BE ALERT TO AUDIENCE SHIFTS WITHIN EACH AGE GROUP
But here's one big, ongoing change: for a given age range (e.g. age 45-65, etc.) people entering that age range are unlike the people leaving it.
To see why that matters, look at the chart below for people age 50:
Age Born in College age in Turn 50 in
50 1930 1950 1980
50 1940 1960 1990
50 1950 1970 2000
50 1960 1980 2010
50 1970 1990 2020
People born in 1930 grew up during the Great Depression, probably watched Shirley Temple movies, saw the start of WWII as youngsters, may have helped tend a Victory Garden to stretch the family groceries. When they reached college age in 1948 they were listening to Frankie Laine sing "Mule Train", Perry Como sing "Some Enchanted Evening" and Dinah Shore sing "Buttons and Bows." Many got a job in the post WWII boom, others went off to fight in Korea.
Got that vision in your mind?
Now let's compare to a vision for a person born in 30 years later, in 1960.
People born in 1960 probably watched, as youngsters, Neil Armstrong take man's first step on the moon, coverage of the Vietnam War, and of the Nixon/Watergate scandal on TV. During their college-age years, they were listening to Michael Jackson, Pink Floyd and Billy Joel, reading the brand-new "Far Side" comic, and keeping their heat turned down due to the energy crisis.
A person's formative years are about age 11-19. That's when many basic values and tastes are set.
So a 1980 catalog for 50-year-olds needed to look very different from a 2010 catalog for 50-year-olds, because those 50-year-olds were unlike each other.

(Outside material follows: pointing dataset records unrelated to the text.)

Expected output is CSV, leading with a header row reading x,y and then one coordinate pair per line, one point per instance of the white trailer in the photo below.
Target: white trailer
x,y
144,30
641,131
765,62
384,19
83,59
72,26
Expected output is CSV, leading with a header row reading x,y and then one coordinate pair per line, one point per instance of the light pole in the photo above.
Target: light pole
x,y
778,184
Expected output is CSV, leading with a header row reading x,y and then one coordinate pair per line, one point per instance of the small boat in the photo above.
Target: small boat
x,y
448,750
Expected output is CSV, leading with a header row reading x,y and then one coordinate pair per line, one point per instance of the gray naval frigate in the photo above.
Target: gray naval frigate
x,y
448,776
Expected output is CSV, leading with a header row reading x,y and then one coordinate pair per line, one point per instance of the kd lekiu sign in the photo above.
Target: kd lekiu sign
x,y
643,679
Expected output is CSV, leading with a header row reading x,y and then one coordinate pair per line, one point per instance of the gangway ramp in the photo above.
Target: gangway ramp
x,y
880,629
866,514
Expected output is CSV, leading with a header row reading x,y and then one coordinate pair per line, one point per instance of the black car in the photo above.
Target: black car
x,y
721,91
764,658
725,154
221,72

LEARN HOW TO RESONATE WITH YOUR AUDIENCE AGE-GROUP'S SENSIBILITIES
Fast forward to today. You need to understand the tastes, values and sensibilities that your target audience grew up with during their formative years. How?

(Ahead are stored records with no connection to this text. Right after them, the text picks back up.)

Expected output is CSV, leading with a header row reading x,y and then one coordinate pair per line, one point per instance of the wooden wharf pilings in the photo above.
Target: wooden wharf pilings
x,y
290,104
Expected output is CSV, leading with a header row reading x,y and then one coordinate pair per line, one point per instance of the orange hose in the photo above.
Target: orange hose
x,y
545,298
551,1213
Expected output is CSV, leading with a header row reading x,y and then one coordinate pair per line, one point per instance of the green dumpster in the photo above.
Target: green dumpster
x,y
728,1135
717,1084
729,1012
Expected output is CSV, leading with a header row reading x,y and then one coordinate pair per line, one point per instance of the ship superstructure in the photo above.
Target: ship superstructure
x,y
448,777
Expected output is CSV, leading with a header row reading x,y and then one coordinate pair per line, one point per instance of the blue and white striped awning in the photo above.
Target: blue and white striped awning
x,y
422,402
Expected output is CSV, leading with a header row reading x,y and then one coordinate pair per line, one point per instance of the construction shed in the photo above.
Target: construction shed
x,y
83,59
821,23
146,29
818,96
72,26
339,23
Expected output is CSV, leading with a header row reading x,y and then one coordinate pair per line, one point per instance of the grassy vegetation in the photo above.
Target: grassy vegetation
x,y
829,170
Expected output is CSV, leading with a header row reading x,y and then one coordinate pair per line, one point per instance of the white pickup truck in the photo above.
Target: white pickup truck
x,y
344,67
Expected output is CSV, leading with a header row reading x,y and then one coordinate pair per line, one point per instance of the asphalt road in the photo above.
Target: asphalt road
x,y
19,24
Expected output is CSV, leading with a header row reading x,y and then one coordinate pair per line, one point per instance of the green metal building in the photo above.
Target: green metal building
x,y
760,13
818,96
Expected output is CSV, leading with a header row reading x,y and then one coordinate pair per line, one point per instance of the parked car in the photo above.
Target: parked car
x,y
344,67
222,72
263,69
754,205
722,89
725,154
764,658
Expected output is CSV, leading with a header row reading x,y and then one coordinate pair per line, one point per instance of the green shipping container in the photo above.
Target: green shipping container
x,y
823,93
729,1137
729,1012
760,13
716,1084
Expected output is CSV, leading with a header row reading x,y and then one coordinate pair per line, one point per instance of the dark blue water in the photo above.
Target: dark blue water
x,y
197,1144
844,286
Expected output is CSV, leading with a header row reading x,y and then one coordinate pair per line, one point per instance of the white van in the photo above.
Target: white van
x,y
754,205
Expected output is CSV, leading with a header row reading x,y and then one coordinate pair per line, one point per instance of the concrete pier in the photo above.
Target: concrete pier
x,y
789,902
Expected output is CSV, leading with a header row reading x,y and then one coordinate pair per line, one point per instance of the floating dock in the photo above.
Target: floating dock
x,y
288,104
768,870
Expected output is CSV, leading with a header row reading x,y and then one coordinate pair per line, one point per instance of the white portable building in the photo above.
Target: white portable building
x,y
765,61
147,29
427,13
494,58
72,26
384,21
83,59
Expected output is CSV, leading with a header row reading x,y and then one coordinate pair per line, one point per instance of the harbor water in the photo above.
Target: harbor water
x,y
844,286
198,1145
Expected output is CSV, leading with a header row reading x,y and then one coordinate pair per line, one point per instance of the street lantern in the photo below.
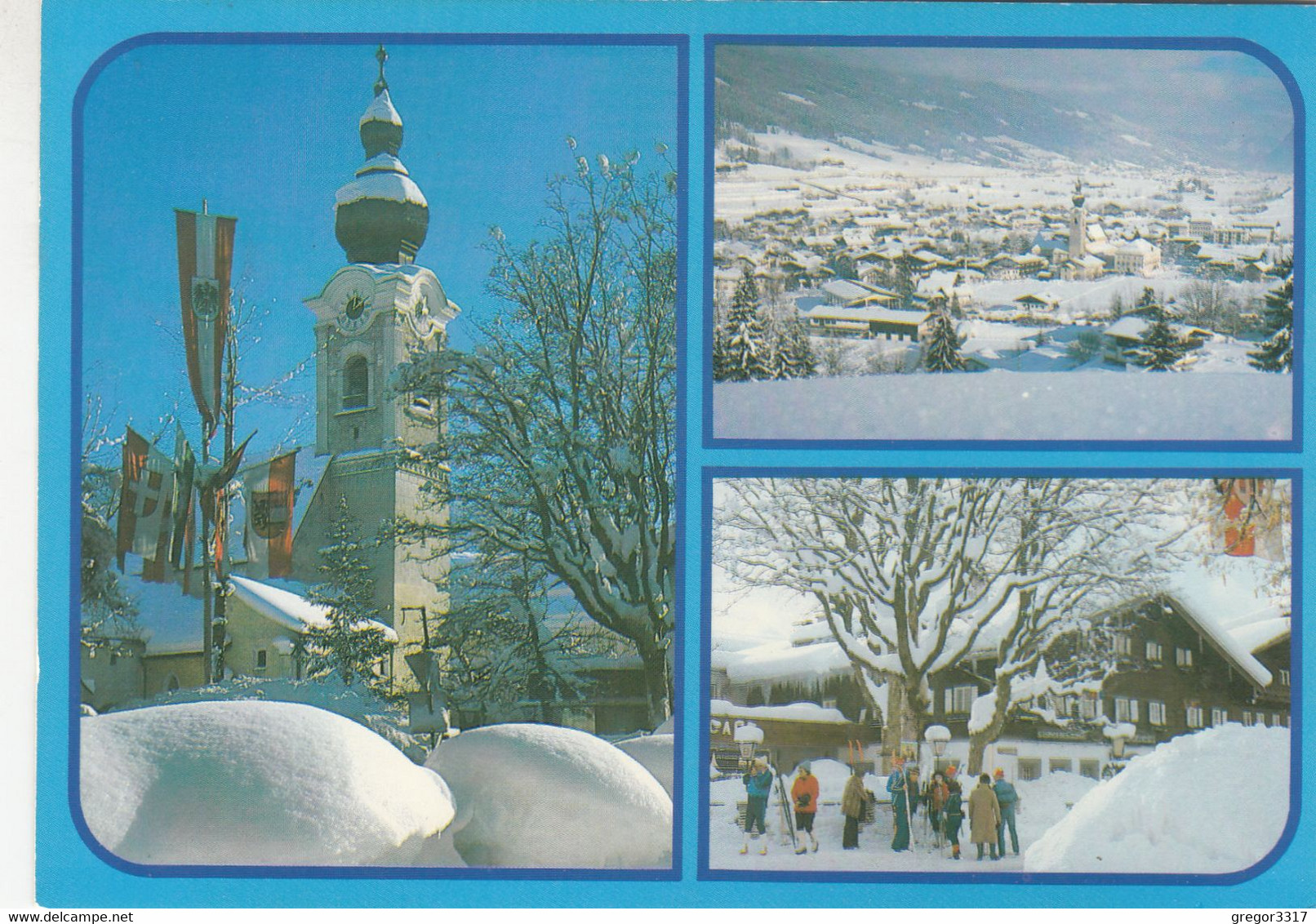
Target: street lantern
x,y
937,736
748,737
1118,733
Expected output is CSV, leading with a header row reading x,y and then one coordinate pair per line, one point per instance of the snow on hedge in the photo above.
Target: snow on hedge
x,y
657,754
1165,811
548,797
254,784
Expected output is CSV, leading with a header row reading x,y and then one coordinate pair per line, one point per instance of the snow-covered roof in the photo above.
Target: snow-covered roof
x,y
385,184
866,313
1234,611
780,661
290,608
793,713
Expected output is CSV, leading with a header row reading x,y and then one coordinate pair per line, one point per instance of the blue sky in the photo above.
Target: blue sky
x,y
269,132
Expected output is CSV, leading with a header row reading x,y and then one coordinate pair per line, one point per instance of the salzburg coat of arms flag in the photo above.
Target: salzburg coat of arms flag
x,y
204,273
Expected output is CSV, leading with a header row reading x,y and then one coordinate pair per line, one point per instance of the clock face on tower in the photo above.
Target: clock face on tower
x,y
352,316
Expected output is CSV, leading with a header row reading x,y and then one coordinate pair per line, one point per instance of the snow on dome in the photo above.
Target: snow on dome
x,y
382,162
548,797
1163,812
383,184
254,784
380,109
656,752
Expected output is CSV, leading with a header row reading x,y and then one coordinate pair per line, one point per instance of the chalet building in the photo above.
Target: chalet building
x,y
1203,653
1176,672
1127,335
868,322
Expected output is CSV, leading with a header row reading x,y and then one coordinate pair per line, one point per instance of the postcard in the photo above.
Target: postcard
x,y
591,455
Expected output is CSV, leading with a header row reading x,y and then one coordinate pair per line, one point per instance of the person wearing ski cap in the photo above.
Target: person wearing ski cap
x,y
1007,798
854,803
898,786
954,812
758,784
983,816
804,797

Let's say that your biggest age-range demographic is 45-65. Make a chart for that group similar to the chart above. For everyone turning age 45-65 next year, compute their birth year, and the calendar years starting and ending their formative years (about age 11-19).
Now you have a date range of their formative years.
For that date range, gather lists of music, movies, TV shows, world events plus visuals like ads, album covers, magazines to get a feeling for the colors, typography and design styles forming those folk's formative-years memories.
BUT DON'T DESIGN TO MATCH A "FORMATIVE YEARS" STYLE
Creative that works needs to be a fusion of their formative years' foundation, plus what they've lived through since.
Formative years set a base. That base is significant. But those 50-year-olds have also been seeing and hearing contemporary TV, music, ads, magazines, and more for 30 years since the base was laid. How to add that in?
STUDY WHAT THEY'RE DOING AND SEEING NOW
Study your demographic reports. Try to get additional information from your modeling vendors. Conduct surveys (online and via postcard) for what magazines they read, what catalogs they shop from.
Now that you understand your audience, you'll be able to create an updated look, that combines "then" with "now" in a way that respects their whole life and values, and resonates with who they are now. You're on your way to increased response and sales.